University of Toronto
Benjamin Durham is a PhD candidate at the Centre for Medieval Studies at the University of Toronto. He is a specialist on the Latin manuscript tradition, scholastic theology, and the nascent stages of the university system in Western Europe. His dissertation is a commentary on and edition of several sermons by Peter Comestor, a twelfth-century theologian and chancellor of the Notre-Dame cathedral school at Paris.

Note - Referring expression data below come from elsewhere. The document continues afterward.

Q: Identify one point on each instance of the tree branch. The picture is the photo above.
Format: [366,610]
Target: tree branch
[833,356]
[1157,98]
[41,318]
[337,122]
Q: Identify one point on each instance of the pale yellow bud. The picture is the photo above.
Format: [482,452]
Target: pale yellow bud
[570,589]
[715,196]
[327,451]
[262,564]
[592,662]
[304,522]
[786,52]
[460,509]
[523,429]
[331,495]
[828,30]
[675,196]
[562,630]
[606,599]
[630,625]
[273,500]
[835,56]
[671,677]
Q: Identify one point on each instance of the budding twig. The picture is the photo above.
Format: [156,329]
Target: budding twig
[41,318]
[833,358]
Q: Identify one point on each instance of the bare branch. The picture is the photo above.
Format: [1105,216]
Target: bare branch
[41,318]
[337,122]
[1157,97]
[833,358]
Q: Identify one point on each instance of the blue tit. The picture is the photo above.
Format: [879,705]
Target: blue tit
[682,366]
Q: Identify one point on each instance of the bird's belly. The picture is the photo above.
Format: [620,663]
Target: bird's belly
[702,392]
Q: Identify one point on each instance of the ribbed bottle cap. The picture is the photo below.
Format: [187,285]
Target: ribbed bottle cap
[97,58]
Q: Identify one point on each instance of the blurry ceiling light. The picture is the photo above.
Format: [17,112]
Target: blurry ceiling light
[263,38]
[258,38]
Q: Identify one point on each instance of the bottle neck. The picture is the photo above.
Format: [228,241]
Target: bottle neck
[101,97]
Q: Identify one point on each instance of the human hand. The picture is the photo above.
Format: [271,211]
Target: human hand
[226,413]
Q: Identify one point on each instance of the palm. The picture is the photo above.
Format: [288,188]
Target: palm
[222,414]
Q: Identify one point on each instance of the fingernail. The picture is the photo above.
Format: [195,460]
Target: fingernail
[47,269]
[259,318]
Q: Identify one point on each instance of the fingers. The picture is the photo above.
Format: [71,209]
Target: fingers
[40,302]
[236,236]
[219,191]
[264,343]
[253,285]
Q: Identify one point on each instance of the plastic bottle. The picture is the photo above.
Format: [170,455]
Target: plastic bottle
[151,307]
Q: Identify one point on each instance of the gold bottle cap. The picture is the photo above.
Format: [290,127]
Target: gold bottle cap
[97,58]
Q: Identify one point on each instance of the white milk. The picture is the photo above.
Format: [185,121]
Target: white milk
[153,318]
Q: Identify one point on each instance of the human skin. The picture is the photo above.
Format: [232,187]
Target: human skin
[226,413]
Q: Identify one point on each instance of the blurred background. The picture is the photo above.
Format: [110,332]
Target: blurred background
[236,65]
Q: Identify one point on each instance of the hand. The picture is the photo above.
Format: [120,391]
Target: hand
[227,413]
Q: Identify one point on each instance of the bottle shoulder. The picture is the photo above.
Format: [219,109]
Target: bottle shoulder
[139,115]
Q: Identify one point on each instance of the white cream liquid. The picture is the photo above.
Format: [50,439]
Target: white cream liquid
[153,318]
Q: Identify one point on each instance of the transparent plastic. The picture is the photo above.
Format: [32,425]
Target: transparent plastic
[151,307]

Research related to commentary
To paraphrase the French Biblical scholar, Ceslas Spicq, the medieval sermon is a theological commentary of an inspired theme. Accordingly, I seek to understand how Catholic theologians in and around twelfth-century Paris assembled disparate authoritative sources (e.g. Patristic commentaries, Roman literature, hagiographies, liturgical manuals, archaeology) to preach on a variety of doctrinal controversies and topics as motivated by a single passage from Scripture. Furthermore, I collate manuscript witnesses to these sermons to understand how audiences comprehended and transmitted scholastic preaching within a classroom and/or cloistered setting.
Publications related to commentary
Review of John of Morigny, Liber florum celestis doctrine: The Flowers of Heavenly Teaching, ed. Claire Fanger and Nicholas Watson (Toronto: Pontifical Institute of Medieval Studies, 2015). In Journal of Medieval Latin 29.